To reakcja ambasady Rosji na odwołanie przez Borisa Johnsona, szefa brytyjskiego MSZ, wizyty w Moskwie. - Moim priorytetem jest teraz kontakt ze Stanami Zjednoczonymi i innymi państwami przed szczytem G7 w dniach 10-11 kwietnia, aby zbudować międzynarodowe poparcie dla zawieszenia broni i zintensyfikowania politycznego procesu (pokojowego w Syrii - PAP) - oświadczył w sobotę szef brytyjskiego MSZ. Johnson zaznaczył, że bez zmian pozostaje planowana na wtorek i środę wizyta w Moskwie amerykańskiego sekretarza stanu Rexa Tillersona, który "po spotkaniu G7 będzie w stanie przekazać naszą jasną i skoordynowaną wiadomość dla Rosjan".
Ambasada Rosji w Wielkiej Brytanii ową "jasną i skoordynowaną wiadomość" określa mianem ultimatum i sugeruje, że może ono doprowadzić do wojny.
"Gdyby ultimatum doprowadziło do prawdziwej wojny, jak wyglądałoby wasze zaufanie do Donalda Trumpa jako przywódcy w czasach wojny i Borisa Johnsona, jako jego porucznika?" - pyta również ambasada Rosji.
Proponowane odpowiedzi: "pełne zaufanie", "pełen nadziei", "umiarkowanie pełen nadziei" i "przerażenie".

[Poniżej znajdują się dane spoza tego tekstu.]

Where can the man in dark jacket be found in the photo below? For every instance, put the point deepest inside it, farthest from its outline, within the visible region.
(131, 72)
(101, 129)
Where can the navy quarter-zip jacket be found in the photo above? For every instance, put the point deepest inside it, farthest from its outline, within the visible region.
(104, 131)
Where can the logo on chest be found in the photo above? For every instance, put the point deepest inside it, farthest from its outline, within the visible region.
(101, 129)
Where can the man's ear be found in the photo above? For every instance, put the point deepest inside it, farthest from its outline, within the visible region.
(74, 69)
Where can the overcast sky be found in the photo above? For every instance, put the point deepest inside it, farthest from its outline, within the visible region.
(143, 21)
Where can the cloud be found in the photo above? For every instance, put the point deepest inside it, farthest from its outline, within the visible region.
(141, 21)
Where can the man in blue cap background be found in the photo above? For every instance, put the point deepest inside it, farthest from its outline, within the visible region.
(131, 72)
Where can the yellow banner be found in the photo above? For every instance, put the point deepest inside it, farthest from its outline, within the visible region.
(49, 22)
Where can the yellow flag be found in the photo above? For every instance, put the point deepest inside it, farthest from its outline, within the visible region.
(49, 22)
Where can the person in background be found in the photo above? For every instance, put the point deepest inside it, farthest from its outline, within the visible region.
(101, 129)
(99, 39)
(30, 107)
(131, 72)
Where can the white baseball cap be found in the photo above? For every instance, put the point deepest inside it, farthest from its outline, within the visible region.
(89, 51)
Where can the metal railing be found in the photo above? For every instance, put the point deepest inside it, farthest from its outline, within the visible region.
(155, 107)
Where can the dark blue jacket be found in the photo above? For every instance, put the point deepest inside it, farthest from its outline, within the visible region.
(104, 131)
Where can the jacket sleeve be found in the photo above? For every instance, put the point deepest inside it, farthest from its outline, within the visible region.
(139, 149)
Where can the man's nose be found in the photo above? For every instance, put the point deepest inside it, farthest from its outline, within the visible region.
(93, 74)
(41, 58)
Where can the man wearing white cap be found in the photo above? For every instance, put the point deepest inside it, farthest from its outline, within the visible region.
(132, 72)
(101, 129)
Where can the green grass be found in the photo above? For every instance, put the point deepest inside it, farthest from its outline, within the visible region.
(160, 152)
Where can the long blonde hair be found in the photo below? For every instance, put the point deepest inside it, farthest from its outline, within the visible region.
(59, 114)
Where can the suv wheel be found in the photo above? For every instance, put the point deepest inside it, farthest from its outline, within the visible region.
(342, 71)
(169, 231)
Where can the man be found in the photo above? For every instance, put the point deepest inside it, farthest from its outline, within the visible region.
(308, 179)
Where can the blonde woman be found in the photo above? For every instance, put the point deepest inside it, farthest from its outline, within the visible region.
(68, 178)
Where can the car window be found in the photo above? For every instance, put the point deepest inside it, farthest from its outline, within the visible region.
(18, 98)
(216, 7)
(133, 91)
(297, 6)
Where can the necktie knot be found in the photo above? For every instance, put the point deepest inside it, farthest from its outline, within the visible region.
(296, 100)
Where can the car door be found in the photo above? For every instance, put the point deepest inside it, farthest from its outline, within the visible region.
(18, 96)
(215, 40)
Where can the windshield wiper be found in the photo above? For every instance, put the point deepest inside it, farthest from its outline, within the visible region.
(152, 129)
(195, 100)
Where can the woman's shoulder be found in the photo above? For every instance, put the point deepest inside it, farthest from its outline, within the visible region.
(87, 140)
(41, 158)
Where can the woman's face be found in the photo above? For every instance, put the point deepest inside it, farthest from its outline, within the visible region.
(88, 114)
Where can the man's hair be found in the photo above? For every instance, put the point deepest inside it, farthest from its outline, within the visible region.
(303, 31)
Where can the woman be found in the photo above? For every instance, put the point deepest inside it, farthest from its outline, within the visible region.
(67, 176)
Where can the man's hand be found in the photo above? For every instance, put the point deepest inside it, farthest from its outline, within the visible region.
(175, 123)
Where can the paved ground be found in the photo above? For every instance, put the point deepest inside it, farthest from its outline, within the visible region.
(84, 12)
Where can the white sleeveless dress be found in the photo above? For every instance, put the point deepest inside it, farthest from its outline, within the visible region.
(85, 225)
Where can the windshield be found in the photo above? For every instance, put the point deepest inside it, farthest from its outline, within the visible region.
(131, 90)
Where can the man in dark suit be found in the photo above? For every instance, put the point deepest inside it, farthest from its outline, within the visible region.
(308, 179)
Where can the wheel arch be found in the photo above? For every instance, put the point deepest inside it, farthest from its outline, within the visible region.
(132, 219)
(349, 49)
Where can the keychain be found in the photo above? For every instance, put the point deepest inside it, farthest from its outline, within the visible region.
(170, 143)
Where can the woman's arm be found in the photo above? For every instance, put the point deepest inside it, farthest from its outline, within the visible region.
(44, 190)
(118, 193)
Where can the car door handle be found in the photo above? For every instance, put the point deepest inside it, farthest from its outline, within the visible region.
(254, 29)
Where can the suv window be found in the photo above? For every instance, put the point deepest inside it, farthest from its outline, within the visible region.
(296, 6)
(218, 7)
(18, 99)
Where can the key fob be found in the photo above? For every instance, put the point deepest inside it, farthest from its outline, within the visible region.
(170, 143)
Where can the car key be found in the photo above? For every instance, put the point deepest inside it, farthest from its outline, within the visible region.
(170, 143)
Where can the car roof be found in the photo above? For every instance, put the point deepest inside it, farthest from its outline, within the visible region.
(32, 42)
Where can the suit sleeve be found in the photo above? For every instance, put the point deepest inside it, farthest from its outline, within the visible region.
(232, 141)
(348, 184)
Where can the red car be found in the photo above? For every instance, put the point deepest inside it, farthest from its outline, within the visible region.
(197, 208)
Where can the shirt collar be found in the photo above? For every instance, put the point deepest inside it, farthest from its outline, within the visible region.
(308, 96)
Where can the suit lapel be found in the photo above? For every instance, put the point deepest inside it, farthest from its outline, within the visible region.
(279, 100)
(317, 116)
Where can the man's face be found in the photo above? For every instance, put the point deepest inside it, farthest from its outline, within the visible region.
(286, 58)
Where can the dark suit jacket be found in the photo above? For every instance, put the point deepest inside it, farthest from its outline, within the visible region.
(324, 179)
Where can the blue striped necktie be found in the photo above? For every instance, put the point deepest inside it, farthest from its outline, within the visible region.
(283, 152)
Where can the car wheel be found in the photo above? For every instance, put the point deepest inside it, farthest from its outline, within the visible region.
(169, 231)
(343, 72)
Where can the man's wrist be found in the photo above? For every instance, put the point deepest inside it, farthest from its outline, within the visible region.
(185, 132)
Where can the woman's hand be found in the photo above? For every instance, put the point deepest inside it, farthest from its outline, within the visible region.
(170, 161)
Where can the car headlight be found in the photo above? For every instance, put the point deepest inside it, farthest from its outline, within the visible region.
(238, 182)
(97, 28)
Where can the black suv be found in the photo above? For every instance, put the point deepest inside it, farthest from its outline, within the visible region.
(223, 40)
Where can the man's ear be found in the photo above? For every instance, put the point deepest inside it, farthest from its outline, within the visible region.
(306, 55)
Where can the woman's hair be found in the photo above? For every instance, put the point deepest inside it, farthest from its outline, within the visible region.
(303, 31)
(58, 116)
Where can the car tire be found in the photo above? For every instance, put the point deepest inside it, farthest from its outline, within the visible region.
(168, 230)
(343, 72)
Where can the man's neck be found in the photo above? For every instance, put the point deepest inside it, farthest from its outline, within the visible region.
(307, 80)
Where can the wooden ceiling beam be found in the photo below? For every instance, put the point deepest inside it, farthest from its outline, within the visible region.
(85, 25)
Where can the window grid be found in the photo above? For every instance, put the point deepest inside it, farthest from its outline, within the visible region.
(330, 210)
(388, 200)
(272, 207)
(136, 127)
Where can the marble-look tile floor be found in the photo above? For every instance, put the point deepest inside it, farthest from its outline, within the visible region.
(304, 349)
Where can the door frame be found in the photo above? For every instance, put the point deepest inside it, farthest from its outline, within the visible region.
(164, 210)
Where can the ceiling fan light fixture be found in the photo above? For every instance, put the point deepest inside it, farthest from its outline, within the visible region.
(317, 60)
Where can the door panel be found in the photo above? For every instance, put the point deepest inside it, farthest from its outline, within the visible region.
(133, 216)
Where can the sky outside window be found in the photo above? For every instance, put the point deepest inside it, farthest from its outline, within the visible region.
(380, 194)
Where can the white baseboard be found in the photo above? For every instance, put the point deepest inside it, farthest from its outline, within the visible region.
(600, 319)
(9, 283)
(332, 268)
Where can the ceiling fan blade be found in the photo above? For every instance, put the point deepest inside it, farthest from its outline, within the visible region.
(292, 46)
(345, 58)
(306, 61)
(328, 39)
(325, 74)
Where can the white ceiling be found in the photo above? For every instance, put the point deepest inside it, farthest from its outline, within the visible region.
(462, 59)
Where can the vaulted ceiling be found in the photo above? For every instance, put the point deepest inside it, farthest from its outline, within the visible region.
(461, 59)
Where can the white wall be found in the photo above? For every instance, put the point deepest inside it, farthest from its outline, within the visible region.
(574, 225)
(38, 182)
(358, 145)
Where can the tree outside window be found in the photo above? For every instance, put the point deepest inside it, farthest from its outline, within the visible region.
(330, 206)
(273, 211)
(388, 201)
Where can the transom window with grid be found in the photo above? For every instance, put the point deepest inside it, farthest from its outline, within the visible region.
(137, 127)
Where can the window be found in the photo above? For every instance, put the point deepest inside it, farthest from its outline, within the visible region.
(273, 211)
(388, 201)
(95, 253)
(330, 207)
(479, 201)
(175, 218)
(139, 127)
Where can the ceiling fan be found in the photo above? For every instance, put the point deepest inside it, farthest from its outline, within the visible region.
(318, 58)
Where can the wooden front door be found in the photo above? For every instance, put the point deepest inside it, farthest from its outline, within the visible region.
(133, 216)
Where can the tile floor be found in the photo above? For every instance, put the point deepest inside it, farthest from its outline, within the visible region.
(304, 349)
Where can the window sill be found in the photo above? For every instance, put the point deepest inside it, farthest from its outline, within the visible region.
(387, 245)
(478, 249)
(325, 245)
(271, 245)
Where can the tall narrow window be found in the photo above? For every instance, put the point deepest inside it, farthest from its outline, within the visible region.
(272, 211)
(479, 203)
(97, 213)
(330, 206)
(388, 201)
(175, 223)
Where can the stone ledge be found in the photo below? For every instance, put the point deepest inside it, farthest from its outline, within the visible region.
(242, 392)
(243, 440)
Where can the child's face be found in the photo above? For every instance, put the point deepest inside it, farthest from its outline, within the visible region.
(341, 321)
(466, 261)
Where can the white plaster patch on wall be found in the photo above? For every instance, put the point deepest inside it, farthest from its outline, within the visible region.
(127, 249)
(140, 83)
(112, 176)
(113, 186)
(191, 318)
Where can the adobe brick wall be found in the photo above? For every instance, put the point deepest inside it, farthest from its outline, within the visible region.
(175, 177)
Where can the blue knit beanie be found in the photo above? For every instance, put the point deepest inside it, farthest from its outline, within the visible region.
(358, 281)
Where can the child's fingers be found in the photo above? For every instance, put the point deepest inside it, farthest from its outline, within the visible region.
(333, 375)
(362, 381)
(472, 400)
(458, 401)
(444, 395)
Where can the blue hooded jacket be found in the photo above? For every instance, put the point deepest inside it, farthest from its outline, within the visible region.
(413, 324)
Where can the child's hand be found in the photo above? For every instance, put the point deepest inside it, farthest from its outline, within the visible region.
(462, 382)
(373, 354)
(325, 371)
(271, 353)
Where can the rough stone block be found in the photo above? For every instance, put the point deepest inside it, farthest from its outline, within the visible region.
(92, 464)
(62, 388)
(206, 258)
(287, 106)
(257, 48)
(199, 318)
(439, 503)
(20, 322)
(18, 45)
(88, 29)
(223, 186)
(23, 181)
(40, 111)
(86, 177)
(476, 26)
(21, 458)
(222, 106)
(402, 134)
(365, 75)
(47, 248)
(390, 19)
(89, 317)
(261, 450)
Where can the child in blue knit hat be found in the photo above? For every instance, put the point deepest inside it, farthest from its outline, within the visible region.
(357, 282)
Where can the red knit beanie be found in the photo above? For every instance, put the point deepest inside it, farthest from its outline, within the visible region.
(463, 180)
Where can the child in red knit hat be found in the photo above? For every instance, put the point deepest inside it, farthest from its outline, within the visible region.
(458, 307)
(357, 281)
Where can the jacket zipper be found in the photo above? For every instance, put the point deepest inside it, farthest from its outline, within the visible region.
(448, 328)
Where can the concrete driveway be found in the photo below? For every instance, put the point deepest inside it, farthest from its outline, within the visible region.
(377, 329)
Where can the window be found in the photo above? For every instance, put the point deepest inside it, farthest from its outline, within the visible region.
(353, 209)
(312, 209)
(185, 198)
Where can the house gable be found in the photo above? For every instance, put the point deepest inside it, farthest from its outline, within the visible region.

Stosunki USA-Moskwa zaczęły dramatycznie pogarszać się po ostrzelaniu lotniska kontrolowanego przez syryjskie siły rządowe przez okręty USA z pokładu których odpalono 59 pocisków Tomahawk. To z kolei była reakcja na użycie przez wojska Asada broni chemicznej w prowincji Idlib. Syria i Rosja twierdzą jednak, że nic takiego nie miało miejsca.